Meine Mutter wusste nichts davon.
Sie sah nur einen vornehmen älteren Mann, der zielstrebig auf sie zukam, und nahm an, das Universum würde ihr nun Recht geben.
„Da muss ein Missverständnis vorliegen“, sagte sie, noch bevor er den Stand erreicht hatte. „Wir haben reserviert.“
Martin lächelte höflich. „Das tun Sie, Mrs.
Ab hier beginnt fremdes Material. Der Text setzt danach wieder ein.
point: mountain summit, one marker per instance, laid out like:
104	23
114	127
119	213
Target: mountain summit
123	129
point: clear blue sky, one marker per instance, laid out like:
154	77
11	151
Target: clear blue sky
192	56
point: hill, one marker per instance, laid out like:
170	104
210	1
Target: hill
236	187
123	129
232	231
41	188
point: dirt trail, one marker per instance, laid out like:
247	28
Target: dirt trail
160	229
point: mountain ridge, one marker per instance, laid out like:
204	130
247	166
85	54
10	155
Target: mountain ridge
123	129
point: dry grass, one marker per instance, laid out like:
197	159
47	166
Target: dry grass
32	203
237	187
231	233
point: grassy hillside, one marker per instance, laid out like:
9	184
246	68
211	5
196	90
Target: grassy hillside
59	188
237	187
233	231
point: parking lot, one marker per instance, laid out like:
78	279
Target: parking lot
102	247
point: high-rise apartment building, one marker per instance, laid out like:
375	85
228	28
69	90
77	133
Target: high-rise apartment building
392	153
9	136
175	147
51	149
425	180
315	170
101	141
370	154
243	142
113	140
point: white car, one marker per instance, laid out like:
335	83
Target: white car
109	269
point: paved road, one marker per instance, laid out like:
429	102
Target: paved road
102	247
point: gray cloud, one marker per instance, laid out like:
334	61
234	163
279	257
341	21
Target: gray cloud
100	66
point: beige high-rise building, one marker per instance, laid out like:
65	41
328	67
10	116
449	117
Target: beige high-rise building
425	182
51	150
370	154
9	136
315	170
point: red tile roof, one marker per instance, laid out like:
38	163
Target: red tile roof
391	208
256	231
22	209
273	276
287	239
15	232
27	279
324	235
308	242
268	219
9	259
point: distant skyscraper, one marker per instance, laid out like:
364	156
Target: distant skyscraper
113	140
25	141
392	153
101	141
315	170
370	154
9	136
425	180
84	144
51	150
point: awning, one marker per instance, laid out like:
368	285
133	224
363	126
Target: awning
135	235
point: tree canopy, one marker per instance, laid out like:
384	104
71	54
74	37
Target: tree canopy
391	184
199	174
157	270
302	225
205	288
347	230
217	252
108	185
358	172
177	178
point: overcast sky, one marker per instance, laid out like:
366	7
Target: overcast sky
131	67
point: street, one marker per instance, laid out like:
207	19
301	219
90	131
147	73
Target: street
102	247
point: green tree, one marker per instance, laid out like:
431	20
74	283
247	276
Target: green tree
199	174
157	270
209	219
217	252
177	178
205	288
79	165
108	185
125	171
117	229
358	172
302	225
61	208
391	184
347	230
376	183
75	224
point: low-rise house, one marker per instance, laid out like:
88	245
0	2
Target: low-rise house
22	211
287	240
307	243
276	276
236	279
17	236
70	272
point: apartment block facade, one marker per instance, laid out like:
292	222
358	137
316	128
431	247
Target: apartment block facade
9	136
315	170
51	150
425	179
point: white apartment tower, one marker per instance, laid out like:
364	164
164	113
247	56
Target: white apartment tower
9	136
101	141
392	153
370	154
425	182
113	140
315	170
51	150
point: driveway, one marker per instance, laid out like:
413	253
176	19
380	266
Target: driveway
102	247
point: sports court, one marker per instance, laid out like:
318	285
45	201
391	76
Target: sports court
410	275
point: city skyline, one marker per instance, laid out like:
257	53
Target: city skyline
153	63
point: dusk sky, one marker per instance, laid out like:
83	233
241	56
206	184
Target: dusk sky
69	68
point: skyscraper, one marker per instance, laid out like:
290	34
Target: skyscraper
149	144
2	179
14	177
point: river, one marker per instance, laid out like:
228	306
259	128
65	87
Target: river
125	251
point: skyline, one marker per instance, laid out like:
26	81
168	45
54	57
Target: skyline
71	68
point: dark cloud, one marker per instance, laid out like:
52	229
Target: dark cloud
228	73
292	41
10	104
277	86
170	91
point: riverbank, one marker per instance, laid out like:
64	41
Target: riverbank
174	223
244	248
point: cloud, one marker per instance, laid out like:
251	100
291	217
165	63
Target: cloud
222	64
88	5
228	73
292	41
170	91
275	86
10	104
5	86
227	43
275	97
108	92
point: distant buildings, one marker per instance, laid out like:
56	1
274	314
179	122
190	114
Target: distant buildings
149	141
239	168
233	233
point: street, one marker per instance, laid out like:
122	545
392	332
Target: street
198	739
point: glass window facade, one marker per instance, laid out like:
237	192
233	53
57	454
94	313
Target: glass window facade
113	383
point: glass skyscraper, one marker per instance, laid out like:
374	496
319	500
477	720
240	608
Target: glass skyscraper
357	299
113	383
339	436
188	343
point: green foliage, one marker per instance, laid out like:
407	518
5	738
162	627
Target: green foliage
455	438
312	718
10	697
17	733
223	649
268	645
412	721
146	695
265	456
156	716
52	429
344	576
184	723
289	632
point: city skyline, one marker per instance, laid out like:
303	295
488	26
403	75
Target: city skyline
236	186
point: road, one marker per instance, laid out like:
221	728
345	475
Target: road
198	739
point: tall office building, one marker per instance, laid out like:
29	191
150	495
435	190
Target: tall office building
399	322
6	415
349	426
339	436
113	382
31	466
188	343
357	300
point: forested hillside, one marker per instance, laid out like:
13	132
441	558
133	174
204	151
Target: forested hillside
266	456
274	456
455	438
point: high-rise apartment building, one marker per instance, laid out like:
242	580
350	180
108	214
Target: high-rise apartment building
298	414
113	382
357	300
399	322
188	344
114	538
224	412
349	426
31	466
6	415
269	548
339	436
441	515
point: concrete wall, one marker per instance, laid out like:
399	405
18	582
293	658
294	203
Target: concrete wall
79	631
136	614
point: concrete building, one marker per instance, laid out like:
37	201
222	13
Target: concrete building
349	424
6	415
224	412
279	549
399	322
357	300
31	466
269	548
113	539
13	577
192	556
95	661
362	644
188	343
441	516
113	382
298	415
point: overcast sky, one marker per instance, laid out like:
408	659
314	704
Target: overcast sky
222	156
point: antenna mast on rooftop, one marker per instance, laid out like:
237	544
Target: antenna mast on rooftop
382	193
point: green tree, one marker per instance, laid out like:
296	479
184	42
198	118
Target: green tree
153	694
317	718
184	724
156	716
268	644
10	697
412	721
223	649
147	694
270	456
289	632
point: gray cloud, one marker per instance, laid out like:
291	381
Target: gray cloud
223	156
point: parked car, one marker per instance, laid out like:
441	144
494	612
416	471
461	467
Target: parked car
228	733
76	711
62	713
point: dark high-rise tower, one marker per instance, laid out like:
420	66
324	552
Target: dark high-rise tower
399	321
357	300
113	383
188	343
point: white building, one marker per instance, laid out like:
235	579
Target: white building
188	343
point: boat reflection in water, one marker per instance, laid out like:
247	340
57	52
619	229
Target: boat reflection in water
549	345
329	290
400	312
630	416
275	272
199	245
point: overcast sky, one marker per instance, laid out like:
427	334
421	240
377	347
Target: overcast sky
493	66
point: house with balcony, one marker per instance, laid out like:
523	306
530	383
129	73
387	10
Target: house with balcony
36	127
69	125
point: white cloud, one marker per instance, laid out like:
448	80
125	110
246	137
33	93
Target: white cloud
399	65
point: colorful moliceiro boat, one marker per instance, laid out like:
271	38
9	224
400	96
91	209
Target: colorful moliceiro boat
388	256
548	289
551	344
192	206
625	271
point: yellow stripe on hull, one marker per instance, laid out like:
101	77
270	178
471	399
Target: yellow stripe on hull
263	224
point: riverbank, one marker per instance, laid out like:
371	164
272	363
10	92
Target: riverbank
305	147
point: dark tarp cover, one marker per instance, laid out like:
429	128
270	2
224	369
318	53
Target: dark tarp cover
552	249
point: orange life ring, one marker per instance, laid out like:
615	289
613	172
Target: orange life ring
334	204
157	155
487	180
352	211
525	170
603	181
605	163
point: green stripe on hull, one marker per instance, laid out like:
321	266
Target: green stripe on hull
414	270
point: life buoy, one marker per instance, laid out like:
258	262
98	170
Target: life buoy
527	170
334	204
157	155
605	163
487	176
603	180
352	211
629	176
Clarke. Guten Morgen.“
Dann wandte er sich an mich und sagte klar und ruhig: „Olivia, soll ich das persönlich regeln, oder möchten Sie es lieber selbst erledigen?“
Die Luft um uns herum wurde stickiger.
Meine Mutter blinzelte. „Womit sollen wir uns befassen?“
Ich nahm Martin die Ledermappe ab und öffnete sie. Darin befanden sich der aktualisierte Sitzplan für den Muttertag, Zusammenfassungen der Zuständigkeiten aus der Morgenbesprechung und eine ausgedruckte Notiz der Veranstaltungskoordinatorin zu den VIP-Tischen. Nicht, weil ich irgendetwas davon brauchte – sondern weil visuelle Darstellungen wichtig sind, wenn manche Leute Autorität nur dann anerkennen, wenn sie schriftlich festgehalten ist.
Ich sah meiner Mutter in die Augen. „Ich kümmere mich darum.“
Cheryl rutschte unruhig auf ihrem Stuhl hin und her.